Structurally, like in Hitchcock’s best films, the organization principle of the narrative is that of the couple, or rather the balancing of similar or opposite pairs of characters. In “Match Point,” Jonathan Rhys Meyers is contrasted with the rich man he meets at the tennis club (Matthew Goode), his wife’s brother, who becomes his buddy, and Johansson’s Nola is the opposite of Emily Mortimer’s sweet and loyal wife.

Sympathetic Villain

Jonathan Rhys Meyers is such a handsome and charismatic actor that he makes his villainous character sympathetic, implicating the audience in his criminal schemes and wishing for him not to get caught by the police-—to literally get away with murder.

Hitchcock was the first director to cast handsome actors in murderous roles, beginning with Joseph Cotton in “Shadows of a Doubt,” and continuing with James Mason in “North by Northwest” and Anthony Perkins in “Psycho.”

Sex and Violence

The themes of sex and violence are interrelated in the work of Hitchcock, though their specific depiction changes, as he grew older. At first, Hitchcock treated sex and violence indirectly, then he portrayed both in stylized representation, and in the last phase of his career, he dealt with sex and violence with graphic directness.

In “Match Point,” Allen too associates sex and violence, and feminists may be offended by the his misogynist treatment of Johansson’s charcater.

Death and Rebirth

The issues of death and rebirth, or death and return, are also inspired by Hitchcock. The death of one protagonist in “Match Point” is followed by the birth of a new baby into the family. The last sentence heard onscreen is: “I don’t care if he is great, but I hope he is lucky.”

Cops as Buffoons

The ironic-comedic banter between the two cops in the police station, during and after their interrogation of Meyers, recalls the humor in “Frenzy” between Inspector Oxford and his wife (Vivien Merchant)
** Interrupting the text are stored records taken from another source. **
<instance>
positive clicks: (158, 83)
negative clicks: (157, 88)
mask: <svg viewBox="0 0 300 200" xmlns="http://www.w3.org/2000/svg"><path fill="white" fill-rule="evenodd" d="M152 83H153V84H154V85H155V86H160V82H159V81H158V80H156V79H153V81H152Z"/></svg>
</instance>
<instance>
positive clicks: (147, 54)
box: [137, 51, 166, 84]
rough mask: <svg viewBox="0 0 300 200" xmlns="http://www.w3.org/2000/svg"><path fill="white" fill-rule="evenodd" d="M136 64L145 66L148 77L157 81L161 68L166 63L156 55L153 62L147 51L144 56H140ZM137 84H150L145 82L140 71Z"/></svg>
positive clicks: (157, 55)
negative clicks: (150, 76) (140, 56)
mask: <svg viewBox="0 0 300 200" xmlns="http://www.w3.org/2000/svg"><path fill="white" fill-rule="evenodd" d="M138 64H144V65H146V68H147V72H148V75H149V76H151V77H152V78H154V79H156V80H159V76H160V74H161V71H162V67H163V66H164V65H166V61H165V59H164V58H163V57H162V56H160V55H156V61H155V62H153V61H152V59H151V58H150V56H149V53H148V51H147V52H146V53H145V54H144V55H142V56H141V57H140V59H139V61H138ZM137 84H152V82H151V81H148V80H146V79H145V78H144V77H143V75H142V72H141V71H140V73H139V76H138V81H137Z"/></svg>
Johansson’s Seductive Temptress

The first glimpse we get of Nola, the fiance of Myers is standing next to a ping pong table, dressed in white, an image that recalls Lana Turner’s first scene in “The Postman Always Rings Twice,” in which she is dressed in sexy white outfit looking for her lipstick (a phallic image). Is it a coincidence that Johansson’s femme fatale is named Nola and Turner’s is named Cora in the 1946 noir film

Hero as a Clad

In plot, “Match Point” also recalls “Room at the Top” (1959), specifically the character played by Laurence Harvey, a working class young man.  Hailing from the industrial north of England, he rises to the top through an affair with a wealthy young woman (Heather Sears), for whom he deserts his mistress Alice, an aging actress (played by Simone Signoret in an Oscar-winning performance). On the day of his wedding to the less interesting woman, Alice dies in a car crash.

Symbolic Value of Objects

Hitchcock’s work is replete with ordinary objects that have symbolic (and of course practical) value, from eyeglasses to statues to lighters to swords and portraits. In “Match Point,” it’s the tennis ball and the ring (you have to watch the film to understand this aspect).
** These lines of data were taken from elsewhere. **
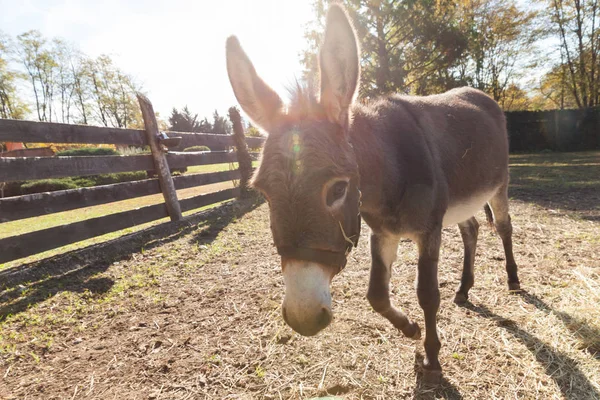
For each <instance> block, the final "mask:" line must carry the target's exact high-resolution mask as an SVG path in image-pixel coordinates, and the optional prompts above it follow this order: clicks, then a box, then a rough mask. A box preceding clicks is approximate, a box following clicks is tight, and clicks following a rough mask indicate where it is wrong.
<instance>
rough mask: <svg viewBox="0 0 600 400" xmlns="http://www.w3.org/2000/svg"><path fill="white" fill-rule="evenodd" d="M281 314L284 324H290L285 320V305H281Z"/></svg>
mask: <svg viewBox="0 0 600 400" xmlns="http://www.w3.org/2000/svg"><path fill="white" fill-rule="evenodd" d="M281 315H282V316H283V320H284V321H285V323H286V324H288V325H289V324H290V323H289V322H288V320H287V315H286V314H285V307H283V306H281Z"/></svg>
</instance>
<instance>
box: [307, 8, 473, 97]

Pregnancy: Wanted and Unwanted

The whole subplot of trying to get rid of a girlfriend who’s become a drag once she gets unintentionally pregnant goes back to Theodore Dreiser’s famous novel, An American Tragedy, adapted to the screen in two radically versions. In the first, helmed by Josef von Sternberg in 1931, “America Tragedy,” the triangle consists of Sylvia Sidney, Frances Dee, and Phillips Holmes.

In the second and better-known version, George Stevens’ “A Place in the Sun,” Shelley Winters is the working-class girl who gets knocked up by the poor Montgomery Clift and thus presents an obstacle to his affair with rich girl Liz Taylor. Times have changed. In 1951, the Production Code made a big deal over the pregnancy of the Winters character and the filmmakers (director Stevens and writers Michael Wilson and Harry Brown) were forced to make her more of a shrill and clinging.